Japans best ever bodybuilder arrested for what appears to be Heroin posession at LAX airport


----------



## jjb1 (Jun 28, 2007)

heroin will have that effect


----------



## Nytol (Jul 16, 2005)

How silly was that???


----------



## dmcc (Nov 25, 2007)

Perhaps I'm missing something, but where does it state that the charge is possession or importation of heroin? Also, the arresting agency is El Segundo Police, rather than the Customs Service.


----------



## Tall (Aug 14, 2007)

Bump for later (cant see the images at the office)


----------



## dmcc (Nov 25, 2007)

TH&S said:


> Bump for later (cant see the images at the office)
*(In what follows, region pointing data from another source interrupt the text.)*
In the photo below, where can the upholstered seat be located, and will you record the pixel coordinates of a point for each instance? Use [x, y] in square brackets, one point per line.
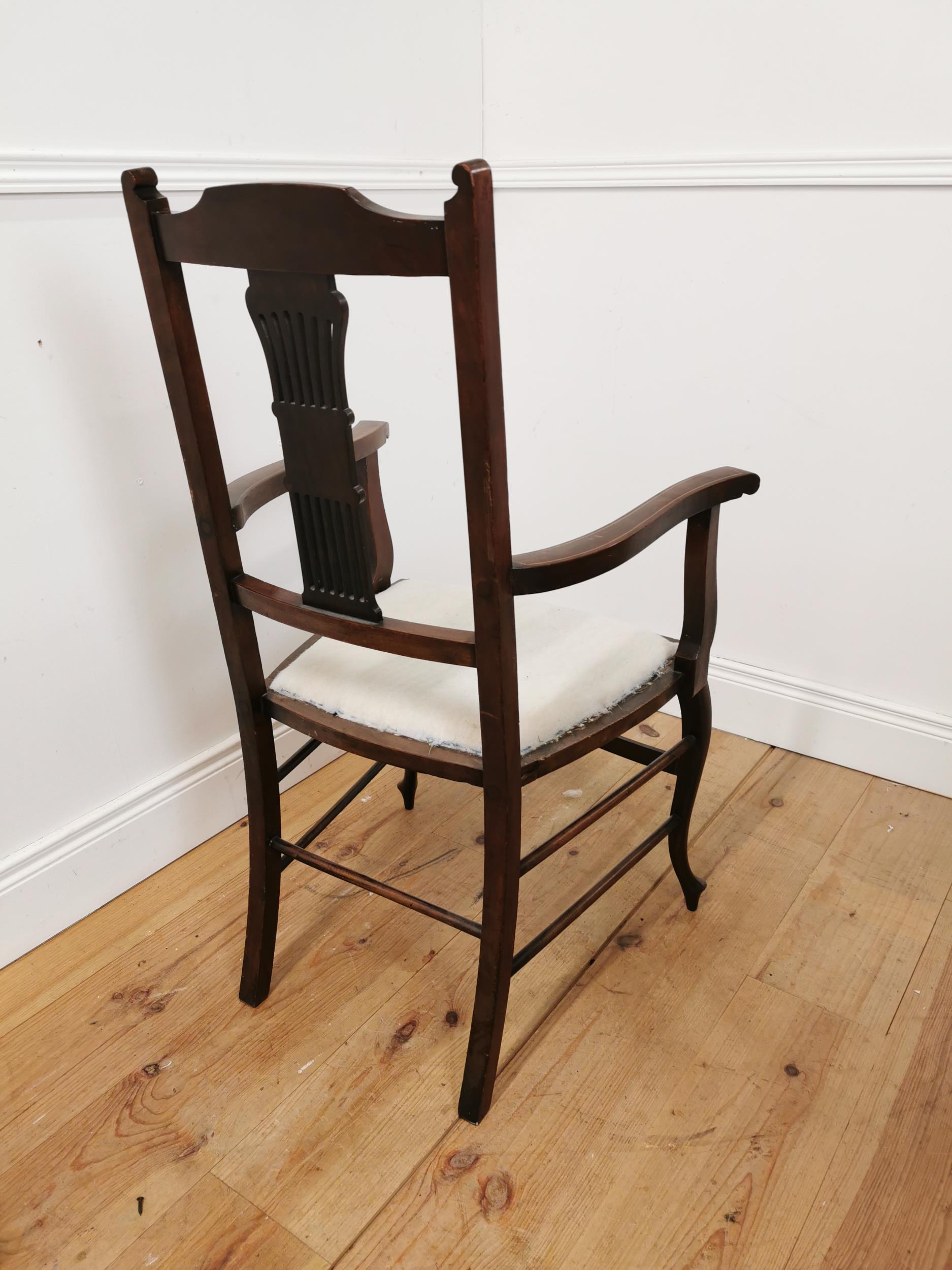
[573, 667]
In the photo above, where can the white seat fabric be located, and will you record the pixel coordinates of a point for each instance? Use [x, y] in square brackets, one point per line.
[572, 666]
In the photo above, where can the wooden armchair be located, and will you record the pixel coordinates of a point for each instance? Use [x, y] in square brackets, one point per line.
[423, 709]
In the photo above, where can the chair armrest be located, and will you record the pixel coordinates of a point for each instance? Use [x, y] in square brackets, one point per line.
[249, 493]
[613, 544]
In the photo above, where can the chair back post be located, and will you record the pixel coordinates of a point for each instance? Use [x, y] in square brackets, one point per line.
[194, 425]
[471, 260]
[694, 654]
[473, 286]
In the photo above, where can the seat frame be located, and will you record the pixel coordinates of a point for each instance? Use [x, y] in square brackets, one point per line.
[324, 230]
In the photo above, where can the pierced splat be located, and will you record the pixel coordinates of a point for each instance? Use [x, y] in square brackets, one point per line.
[301, 321]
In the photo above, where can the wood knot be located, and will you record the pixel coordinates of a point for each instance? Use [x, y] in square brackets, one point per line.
[458, 1162]
[405, 1032]
[497, 1194]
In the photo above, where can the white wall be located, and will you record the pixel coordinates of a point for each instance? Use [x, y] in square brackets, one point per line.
[724, 237]
[118, 751]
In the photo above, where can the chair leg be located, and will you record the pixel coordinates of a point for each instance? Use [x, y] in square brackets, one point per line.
[265, 867]
[696, 722]
[501, 901]
[408, 788]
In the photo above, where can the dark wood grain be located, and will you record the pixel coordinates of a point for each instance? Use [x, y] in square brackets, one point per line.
[379, 888]
[593, 554]
[357, 738]
[303, 229]
[253, 491]
[390, 636]
[293, 240]
[663, 764]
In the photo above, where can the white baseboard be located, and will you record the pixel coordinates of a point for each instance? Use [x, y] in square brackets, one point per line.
[37, 173]
[54, 882]
[900, 743]
[61, 878]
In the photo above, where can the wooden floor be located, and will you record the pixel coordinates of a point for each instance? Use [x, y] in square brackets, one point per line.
[765, 1084]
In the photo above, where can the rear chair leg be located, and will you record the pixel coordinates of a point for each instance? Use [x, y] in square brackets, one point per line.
[408, 788]
[696, 722]
[265, 865]
[501, 901]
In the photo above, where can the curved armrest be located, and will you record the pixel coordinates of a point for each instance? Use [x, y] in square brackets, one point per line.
[254, 489]
[613, 544]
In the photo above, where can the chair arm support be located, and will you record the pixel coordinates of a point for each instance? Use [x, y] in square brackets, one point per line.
[613, 544]
[249, 493]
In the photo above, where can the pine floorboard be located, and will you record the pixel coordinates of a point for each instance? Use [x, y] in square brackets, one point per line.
[766, 1084]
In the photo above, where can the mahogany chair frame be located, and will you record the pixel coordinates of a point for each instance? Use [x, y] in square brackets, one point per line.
[285, 234]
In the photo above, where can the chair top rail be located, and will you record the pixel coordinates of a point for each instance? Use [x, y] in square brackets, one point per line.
[303, 229]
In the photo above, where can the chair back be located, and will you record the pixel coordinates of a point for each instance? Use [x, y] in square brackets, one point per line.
[293, 240]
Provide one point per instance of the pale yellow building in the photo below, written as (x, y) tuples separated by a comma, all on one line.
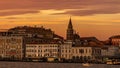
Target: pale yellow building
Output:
[(12, 47), (42, 50)]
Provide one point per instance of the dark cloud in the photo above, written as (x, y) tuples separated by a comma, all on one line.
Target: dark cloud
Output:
[(91, 6), (8, 13)]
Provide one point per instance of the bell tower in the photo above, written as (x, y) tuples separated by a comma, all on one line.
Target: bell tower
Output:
[(70, 31)]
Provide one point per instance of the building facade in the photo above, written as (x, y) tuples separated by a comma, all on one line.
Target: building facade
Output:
[(115, 40), (42, 50), (110, 51), (12, 47)]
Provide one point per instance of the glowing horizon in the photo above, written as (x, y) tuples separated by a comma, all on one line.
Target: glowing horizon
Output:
[(97, 18)]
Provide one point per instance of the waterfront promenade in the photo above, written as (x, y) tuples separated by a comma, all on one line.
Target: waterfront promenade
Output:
[(51, 65)]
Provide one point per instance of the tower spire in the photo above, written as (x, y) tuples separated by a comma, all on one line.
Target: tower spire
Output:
[(70, 30), (70, 24)]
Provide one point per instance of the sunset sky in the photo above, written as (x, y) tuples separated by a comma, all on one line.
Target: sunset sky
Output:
[(100, 18)]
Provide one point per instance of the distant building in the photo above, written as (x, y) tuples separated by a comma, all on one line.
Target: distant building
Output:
[(12, 47), (110, 51), (37, 51), (66, 52), (33, 34), (115, 40), (79, 53)]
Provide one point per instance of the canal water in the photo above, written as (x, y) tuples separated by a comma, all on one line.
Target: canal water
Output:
[(52, 65)]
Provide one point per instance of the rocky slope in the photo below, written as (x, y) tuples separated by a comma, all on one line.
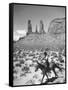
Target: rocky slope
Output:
[(55, 35)]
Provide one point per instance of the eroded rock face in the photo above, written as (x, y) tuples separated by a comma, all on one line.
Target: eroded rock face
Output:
[(57, 26)]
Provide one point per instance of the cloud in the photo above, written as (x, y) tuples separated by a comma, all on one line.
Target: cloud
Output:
[(18, 33)]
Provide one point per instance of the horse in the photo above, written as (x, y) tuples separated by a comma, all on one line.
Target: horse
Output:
[(47, 67)]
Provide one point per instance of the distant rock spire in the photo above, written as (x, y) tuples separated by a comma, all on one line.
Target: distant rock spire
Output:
[(29, 27), (41, 27)]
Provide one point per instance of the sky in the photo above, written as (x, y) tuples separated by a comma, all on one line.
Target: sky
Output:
[(22, 13)]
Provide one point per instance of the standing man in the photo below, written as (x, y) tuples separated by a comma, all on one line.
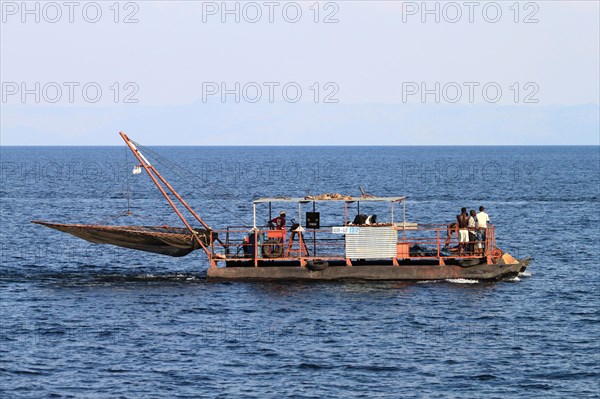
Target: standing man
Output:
[(279, 221), (463, 229), (482, 220), (472, 230)]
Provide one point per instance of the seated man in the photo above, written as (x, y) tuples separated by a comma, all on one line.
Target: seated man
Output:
[(279, 222)]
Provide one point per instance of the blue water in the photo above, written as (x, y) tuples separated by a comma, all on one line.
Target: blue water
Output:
[(83, 320)]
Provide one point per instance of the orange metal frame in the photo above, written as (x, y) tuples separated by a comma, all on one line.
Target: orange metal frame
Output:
[(433, 236)]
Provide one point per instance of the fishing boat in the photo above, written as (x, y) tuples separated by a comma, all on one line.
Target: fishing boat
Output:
[(352, 246)]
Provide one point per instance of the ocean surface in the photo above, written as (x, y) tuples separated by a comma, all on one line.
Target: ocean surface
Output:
[(85, 320)]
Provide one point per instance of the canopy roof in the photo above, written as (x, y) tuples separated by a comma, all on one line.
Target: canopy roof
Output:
[(343, 199)]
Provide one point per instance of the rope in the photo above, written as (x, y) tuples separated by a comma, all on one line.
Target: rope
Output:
[(184, 173)]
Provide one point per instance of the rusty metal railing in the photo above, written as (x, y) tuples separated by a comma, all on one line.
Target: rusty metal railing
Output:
[(243, 244)]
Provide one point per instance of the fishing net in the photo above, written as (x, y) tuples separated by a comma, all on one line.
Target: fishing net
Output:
[(165, 240)]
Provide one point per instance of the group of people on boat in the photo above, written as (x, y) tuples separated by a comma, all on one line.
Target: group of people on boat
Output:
[(470, 228)]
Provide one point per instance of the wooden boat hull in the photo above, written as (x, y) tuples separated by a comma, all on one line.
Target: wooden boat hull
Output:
[(369, 272)]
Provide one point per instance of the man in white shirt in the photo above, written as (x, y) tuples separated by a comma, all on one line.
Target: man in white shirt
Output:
[(482, 221)]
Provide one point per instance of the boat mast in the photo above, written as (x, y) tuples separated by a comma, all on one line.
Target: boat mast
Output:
[(155, 176)]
Lucky you can see the Board in the office! I can't. (boo)


----------



## megatron (Apr 21, 2004)

try this at work then:

http://www.safeforwork.net/


----------



## dmcc (Nov 25, 2007)

Cheers mega, but that is unlikely to work as well - there are 2 firewalls each with their own banned list to get past, and any attempt to get around either the local wall or the GSI wall is gross misconduct!


----------



## squat_this (Jan 14, 2006)

So who would win a fight, Hidetada Yamagishi or Mike Tyson....................???


----------